North Dakota and Minnesota residents who fought off record flooding a year ago in a frantic one-week sandbagging effort were jolted Sunday by the prospect of doing it over again.
/ Source: The Associated Press

North Dakota and Minnesota residents who fought off record flooding a year ago in a frantic one-week sandbagging effort were jolted Sunday by the prospect of doing it over again.

The latest flood forecast from the National Weather Service shows the river rising to 38 feet in Fargo by week's end before leveling off. That would be 20 feet above flood stage and about 3 feet below last year's record. The crest had been expected later this month or early April.

The cities of Fargo and neighboring Moorhead, Minn., have been filling sandbags for the last two weeks, but hadn't planned to hand them out until later.

"It's go time now," Moorhead city manager Michael Redlinger said Sunday.

"We're gearing up," Fargo city administrator Pat Zavoral said. "It's last year all over again in terms of us having to do everything in the next six days."

Last week's unprecedented mild temperatures and persistent rainfall led to the accelerated crest forecast, weather service spokesman Greg Gust said Sunday.

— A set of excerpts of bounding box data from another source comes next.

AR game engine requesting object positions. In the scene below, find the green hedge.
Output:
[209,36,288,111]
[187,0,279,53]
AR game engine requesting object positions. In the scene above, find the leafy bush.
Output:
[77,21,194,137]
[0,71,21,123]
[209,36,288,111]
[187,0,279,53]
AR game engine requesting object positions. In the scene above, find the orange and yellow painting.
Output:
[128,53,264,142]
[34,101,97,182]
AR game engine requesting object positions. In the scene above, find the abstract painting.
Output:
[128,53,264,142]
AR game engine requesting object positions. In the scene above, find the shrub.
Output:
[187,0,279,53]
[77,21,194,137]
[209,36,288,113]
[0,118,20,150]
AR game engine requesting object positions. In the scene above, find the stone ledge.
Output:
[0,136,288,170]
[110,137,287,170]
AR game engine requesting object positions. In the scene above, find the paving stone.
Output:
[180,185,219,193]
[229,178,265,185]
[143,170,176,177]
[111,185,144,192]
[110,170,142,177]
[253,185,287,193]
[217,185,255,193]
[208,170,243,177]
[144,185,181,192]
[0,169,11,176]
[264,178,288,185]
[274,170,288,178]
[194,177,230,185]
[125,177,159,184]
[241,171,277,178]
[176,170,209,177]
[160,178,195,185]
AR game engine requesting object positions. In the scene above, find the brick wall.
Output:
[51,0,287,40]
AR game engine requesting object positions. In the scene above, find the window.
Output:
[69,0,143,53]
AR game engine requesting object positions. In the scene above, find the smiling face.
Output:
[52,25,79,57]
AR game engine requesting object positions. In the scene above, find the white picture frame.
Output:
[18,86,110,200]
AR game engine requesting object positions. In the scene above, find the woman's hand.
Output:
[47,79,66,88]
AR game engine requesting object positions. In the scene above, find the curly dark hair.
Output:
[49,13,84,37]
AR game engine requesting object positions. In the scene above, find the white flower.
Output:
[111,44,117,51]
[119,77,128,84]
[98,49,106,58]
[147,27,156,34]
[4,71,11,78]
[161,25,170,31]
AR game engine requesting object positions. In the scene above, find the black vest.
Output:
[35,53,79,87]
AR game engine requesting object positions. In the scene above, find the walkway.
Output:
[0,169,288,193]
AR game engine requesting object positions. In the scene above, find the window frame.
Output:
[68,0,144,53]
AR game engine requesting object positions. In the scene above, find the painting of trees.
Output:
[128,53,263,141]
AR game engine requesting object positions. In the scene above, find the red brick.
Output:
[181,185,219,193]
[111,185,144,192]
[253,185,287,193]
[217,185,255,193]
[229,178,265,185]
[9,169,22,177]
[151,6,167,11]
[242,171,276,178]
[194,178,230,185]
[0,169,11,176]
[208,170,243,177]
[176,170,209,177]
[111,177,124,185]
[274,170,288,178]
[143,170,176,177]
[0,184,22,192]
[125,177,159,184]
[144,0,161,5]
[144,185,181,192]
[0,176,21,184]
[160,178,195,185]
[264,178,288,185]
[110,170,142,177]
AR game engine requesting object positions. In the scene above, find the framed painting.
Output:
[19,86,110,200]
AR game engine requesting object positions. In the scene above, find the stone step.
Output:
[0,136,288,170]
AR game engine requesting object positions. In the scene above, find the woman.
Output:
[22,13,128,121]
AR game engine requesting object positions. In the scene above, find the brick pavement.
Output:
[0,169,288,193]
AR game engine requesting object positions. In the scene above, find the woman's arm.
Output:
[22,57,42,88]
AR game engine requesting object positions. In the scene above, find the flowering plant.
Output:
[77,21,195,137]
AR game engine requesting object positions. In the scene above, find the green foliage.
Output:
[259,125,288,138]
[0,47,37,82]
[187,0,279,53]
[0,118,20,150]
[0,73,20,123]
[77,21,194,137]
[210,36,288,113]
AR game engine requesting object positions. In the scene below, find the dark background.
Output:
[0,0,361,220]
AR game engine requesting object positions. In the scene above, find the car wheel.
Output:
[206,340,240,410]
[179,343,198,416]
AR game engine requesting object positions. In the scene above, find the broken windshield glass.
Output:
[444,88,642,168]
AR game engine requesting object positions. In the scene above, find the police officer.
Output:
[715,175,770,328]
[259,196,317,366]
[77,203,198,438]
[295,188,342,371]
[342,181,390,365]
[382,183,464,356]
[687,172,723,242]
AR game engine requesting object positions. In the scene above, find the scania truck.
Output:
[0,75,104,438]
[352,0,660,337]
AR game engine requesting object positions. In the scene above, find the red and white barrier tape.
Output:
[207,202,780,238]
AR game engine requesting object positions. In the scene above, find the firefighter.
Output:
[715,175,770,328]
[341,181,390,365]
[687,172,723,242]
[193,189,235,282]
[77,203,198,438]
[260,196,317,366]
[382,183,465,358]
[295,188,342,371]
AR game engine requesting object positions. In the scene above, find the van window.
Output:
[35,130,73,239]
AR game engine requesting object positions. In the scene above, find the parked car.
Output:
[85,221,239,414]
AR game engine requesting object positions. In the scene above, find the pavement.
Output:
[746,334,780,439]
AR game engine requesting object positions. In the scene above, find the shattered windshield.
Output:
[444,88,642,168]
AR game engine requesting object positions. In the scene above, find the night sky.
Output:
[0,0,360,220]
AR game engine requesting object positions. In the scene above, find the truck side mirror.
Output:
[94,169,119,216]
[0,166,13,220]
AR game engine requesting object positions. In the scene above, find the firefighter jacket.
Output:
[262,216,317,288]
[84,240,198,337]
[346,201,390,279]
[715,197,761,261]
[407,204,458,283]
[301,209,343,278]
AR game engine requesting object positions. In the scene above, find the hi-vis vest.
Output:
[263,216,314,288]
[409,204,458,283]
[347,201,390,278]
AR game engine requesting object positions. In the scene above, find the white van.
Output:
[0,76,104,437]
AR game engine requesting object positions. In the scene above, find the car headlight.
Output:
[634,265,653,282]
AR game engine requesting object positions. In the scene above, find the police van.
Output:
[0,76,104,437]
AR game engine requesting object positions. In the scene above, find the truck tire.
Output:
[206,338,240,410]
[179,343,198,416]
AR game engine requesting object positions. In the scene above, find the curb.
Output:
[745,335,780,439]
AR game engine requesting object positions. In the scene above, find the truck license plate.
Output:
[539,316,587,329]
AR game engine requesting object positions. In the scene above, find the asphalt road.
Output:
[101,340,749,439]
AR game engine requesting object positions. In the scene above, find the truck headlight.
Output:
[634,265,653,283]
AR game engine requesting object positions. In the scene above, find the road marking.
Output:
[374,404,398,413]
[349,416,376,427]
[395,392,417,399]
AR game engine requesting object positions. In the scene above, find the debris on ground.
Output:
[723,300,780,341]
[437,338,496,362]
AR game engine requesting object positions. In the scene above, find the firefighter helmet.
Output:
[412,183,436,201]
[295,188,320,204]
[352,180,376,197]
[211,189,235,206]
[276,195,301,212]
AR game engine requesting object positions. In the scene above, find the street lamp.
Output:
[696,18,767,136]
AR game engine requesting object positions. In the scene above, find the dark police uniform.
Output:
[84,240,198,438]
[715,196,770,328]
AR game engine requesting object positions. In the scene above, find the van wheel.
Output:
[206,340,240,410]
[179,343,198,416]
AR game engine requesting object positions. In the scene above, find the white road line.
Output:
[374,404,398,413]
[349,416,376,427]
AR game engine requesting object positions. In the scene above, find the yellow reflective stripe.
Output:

"The spring snowmelt runoff has kicked into high gear across the southern half of the Red River basin," Gust said.

Last year the crest prediction was bumped up by more than three weeks because of March precipitation. Volunteers in the Fargo-Moorhead area worked around the clock to fill and stack about 6 million sandbags, many of which were delivered on flatbed trucks with police escorts.

"The timing of the predictions is almost identical to last year," Cass County Sheriff Paul Laney said Sunday. "The difference is we're not in the mad scramble to get organized. We're already organized."

Fargo and Moorhead officials had planned to begin daily flood briefings Saturday, and will instead start Monday by mapping out flood-fighting plans. The weather service also moved up its next flood forecast statement from Tuesday to Monday.

President Barack Obama on Sunday signed a federal disaster declaration for North Dakota, allowing state and local governments access to federal resources.

"We've got an awful lot of work to do in the next couple of days, but having been through it last year, everybody knows what to do," said Keith Berndt, Cass County engineer. "We just have to execute."

Tom Astrup, who lives near the river in north Fargo's North Oaks neighborhood, said he expects residents to react with both anxiety and determination.

"The reality is you roll up your sleeves, you do it again," Astrup said Sunday. "At 38 feet, assuming that holds, we would all be fine. When you start getting up to 40 to 41 feet, that's when we start getting pretty nervous."

Last year the river was above flood stage for a record 61 days. It crested twice, first at 40.84 feet March 28, followed by a crest of 34 feet more than two weeks later. About 100 homes in the area were damaged, and thousands of people were evacuated.

Redlinger said news of the expected crest sparked interest in Moorhead's volunteer sandbag-making operations Sunday.

"I think people have really taken the request seriously to turn out to help," he said.